The Andronovo (Fedorovka) group is the largest at the cemetery (ca 50 %) (Molodin et al., 2020: 486); it is characterized by the widespread use of ceramic vessels of the Andronovo or “syncretic” types in the ritual practice (Molodin, Mylnikova, Ivanova, 2014); the dead were placed in a flexed position on their sides (Molodin, 2011). Completely cremated remains are less common; some graves revealed cremated and non-cremated remains. The spatial distribution of the Andronovo (Fedorovka) burials is different in different parts of the cemetery: in dense rows, or sparsely, or with traces of the kurgan organization of space (Molodin et al., 2020). The following features atypical of the Andronovo tradition have been recorded: a significant percentage of communal graves, placing bronze daggers and horn dishes in graves, and the use of fish as funeral food (Ibid.). All these features together reflect the “barbarization” of the Andronovo culture in the Baraba forest-steppe and the heterogeneity of this population group at the cemetery (Ibid.). Cultures of the Andronovo affinity are traditionally considered pastoralist (Kuzmina,

1986: 32). However, in the burials of the group at Tartas-1, the use of fish in burial practice was noted in a significant number of cases, which indirectly indicates their consumption by the Baraba pastoralists (Molodin et al., 2015). The Andronovo (Fedorovka) burials of the cemetery date back to the 18th–15th centuries BC (Molodin et al., 2012).

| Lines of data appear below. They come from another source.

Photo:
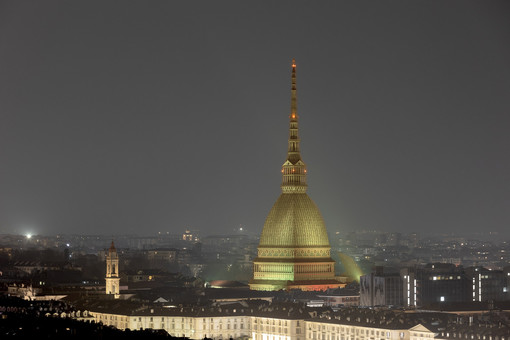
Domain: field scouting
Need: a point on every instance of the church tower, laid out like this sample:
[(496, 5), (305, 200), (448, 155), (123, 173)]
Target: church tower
[(112, 272), (294, 250)]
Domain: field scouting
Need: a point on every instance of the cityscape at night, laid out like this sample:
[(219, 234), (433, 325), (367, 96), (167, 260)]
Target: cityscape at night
[(288, 170)]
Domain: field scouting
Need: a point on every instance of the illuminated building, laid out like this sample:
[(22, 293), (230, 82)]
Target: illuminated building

Craniological materials from other Baraba burial grounds contemporaneous with Tartas-1 indicate that the population that left this necropolis experienced a difficult situation reflecting the “ethno-racial interaction of migrants and groups of the autochthonous population” (Chikisheva, 2012: 116, 117). The female subgroup of the Baraba forest-steppe is the most polymorphic as compared to all other Andronovo groups* (Ibid.: 116).

Material and methods

The Late Krotovo sample includes 17 individuals (9 males, 6 females, 2 sub-adults) of which 11 are the burials of the southern cluster. The Andronovo (Fedorovka) sample includes 27 individuals (16 males, 9 females, 2 sub-adults). The sexes of the deceased were determined on the basis of pelvic and cranial morphology (Alekseev, 1966: 27); the age-at-death was determined by the degree of cranial suture fusion and tooth wear (in adults), and the dental eruption status (in sub-adults) (Meindl, Lovejoy, 1985; Scott, 1979). The main age cohorts followed the standard gradations (Alekseev, Debets, 1964: 39): Infantilis I (before the eruption of the first permanent molars, ca 6–7 years); Infantilis II (before the eruption of the second permanent molars, ca 11–12 years); Juvenis (before the fusion of the spheno-occipital synchondrosis, ca 20 years); Adultus (younger than 35 years); Maturus (younger than 50–55 years); Senilis (older 55 years). The skeletal specimens were examined for the presence of Harris lines in the tibia, and some dental pathologies (caries, enamel hypoplasia).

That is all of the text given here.